My name is Tim Wall. I am the president of Apache Canada. I've been with Apache for about 20 years, and I'm a petroleum engineer by background, so an engineer in my base.
I've been in Canada for about a year and a half, and many of the things Mr. Koop talked about are in our area of operations. The Encana things that he mentioned, we are a fifty-fifty partner in those things. We are big in British Columbia. We're a big gas producer there in the Horn River and several areas in British Columbia. We just purchased the assets of BP petroleum in Alberta. So we're in Alberta, British Columbia, and Saskatchewan. Those are our big producing assets. We're doing exploration work in shale over in the New Brunswick area.
Apache is a bit different. We go into the communities. We did this in New Brunswick and tried to get many groups together to talk about what we do and how we do it. We work with the communities as well as we can. This really originated in the Fort Nelson area with the Horn River producer group and the first nations groups there. We worked with those guys and brought the producers together with the first nations and the community to try to get everybody to be on the same page and to understand what we do there.

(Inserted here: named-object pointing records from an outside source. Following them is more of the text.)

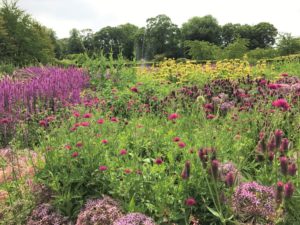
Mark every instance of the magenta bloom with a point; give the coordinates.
(87, 115)
(185, 174)
(127, 171)
(68, 147)
(210, 116)
(173, 116)
(274, 86)
(85, 124)
(123, 152)
(284, 145)
(134, 89)
(229, 179)
(159, 161)
(104, 141)
(176, 139)
(102, 168)
(43, 123)
(215, 168)
(114, 119)
(100, 121)
(288, 190)
(76, 114)
(190, 202)
(283, 164)
(292, 169)
(79, 144)
(281, 103)
(278, 136)
(75, 154)
(181, 144)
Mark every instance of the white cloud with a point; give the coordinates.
(63, 15)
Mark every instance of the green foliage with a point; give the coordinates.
(23, 41)
(162, 37)
(202, 29)
(236, 50)
(288, 45)
(261, 53)
(202, 50)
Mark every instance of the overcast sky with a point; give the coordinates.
(63, 15)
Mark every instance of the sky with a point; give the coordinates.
(63, 15)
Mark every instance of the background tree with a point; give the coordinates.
(23, 40)
(202, 50)
(263, 35)
(202, 29)
(75, 43)
(288, 45)
(162, 37)
(229, 33)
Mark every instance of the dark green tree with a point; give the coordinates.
(162, 37)
(23, 40)
(230, 32)
(75, 43)
(288, 45)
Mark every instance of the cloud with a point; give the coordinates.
(63, 15)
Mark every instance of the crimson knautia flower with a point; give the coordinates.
(181, 144)
(288, 190)
(134, 219)
(159, 161)
(123, 152)
(100, 121)
(190, 202)
(75, 154)
(87, 115)
(176, 139)
(292, 169)
(104, 141)
(254, 201)
(102, 168)
(134, 89)
(281, 103)
(173, 116)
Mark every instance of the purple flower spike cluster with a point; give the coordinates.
(134, 219)
(254, 200)
(45, 86)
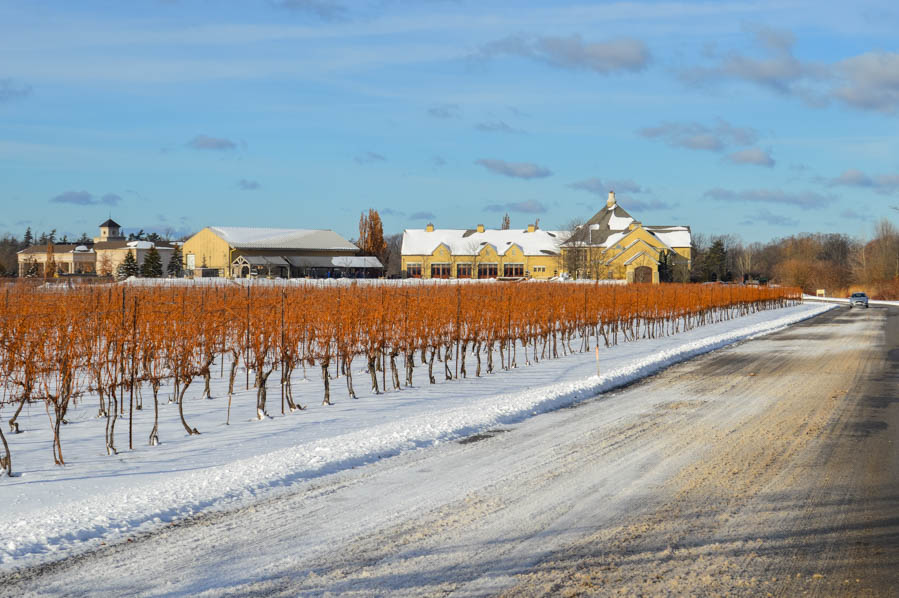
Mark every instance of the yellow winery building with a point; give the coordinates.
(243, 252)
(481, 253)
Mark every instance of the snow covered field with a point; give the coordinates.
(51, 512)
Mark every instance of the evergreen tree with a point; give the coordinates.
(152, 266)
(128, 268)
(666, 267)
(716, 261)
(50, 264)
(175, 268)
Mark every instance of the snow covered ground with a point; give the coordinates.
(51, 512)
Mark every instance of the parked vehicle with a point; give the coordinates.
(858, 299)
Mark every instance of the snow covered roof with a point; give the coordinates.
(245, 237)
(141, 244)
(471, 242)
(673, 236)
(339, 261)
(609, 225)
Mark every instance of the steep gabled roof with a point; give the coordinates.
(610, 223)
(245, 237)
(673, 236)
(603, 224)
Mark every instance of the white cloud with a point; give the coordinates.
(752, 155)
(521, 170)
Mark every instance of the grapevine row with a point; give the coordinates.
(104, 342)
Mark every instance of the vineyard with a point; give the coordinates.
(114, 347)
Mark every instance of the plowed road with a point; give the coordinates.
(770, 467)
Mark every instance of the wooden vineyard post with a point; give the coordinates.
(458, 318)
(246, 359)
(282, 351)
(131, 393)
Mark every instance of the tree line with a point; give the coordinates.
(834, 262)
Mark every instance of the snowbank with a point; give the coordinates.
(60, 525)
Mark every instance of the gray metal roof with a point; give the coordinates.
(245, 237)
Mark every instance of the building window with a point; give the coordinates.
(463, 270)
(487, 270)
(513, 270)
(439, 270)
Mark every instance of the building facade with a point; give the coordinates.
(613, 245)
(481, 253)
(244, 252)
(102, 257)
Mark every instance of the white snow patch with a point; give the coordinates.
(50, 513)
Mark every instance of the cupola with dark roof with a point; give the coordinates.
(109, 231)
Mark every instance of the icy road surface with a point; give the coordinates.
(769, 466)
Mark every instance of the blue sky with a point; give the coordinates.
(760, 119)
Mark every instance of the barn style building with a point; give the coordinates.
(246, 252)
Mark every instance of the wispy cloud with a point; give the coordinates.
(10, 90)
(520, 170)
(248, 185)
(764, 216)
(497, 126)
(806, 200)
(696, 136)
(596, 186)
(752, 155)
(369, 157)
(323, 9)
(884, 184)
(868, 81)
(572, 52)
(851, 214)
(650, 204)
(205, 142)
(83, 198)
(445, 111)
(530, 206)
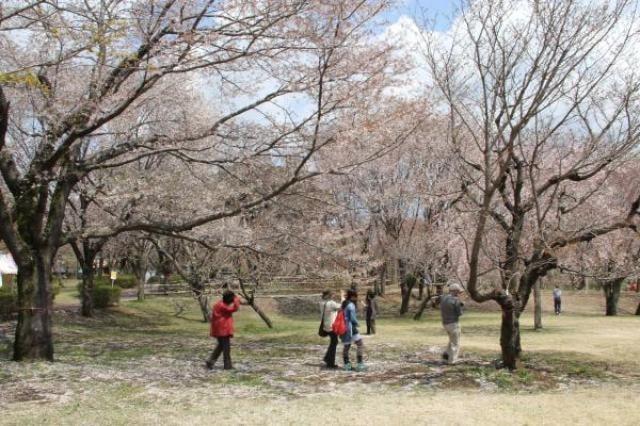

There are a couple of things I would like to address that Mr. Koop talked about. He talked about water, and we do use water in our fracking operations. These are horizontal wells. It's amazing what's happened over time; as you get in and do these types of operations, how you optimize and get better every day. You're inventing things. One thing Mr. Koop didn't mention was a plant that we built just to produce saline water. There is a saline-producing zone at depth, and we actually produce water from the Debolt. It's salt water. It's non-potable. It has a little H2S, but we bring it to the surface, we clean it up, and we do our frack operations with it. It's a closed loop. We take the water back, we clean it up again, and pump it in the next frack, as much as we can.
It's an ongoing process. I think that's just an innovative idea. I think there will be lots of innovative ideas as industry gets better at it. The shale operations, as I said, are ongoing in the United States, they're ongoing in Canada, mostly in the Horn River and in Montney and some of those areas. You'll find that we'll get much better at what we do.
The water he talked about in 63-K, some of that was fresh water. I have to go with that. It was as we were commissioning our water plant. Toward the end, and in the frack jobs we're doing now, they're almost all water plant, using the water out of the Debolt water system, which is not fresh water by any stretch of the imagination.
There is a point about regulations. We are regulated in B.C. Natalie can talk a bit about that.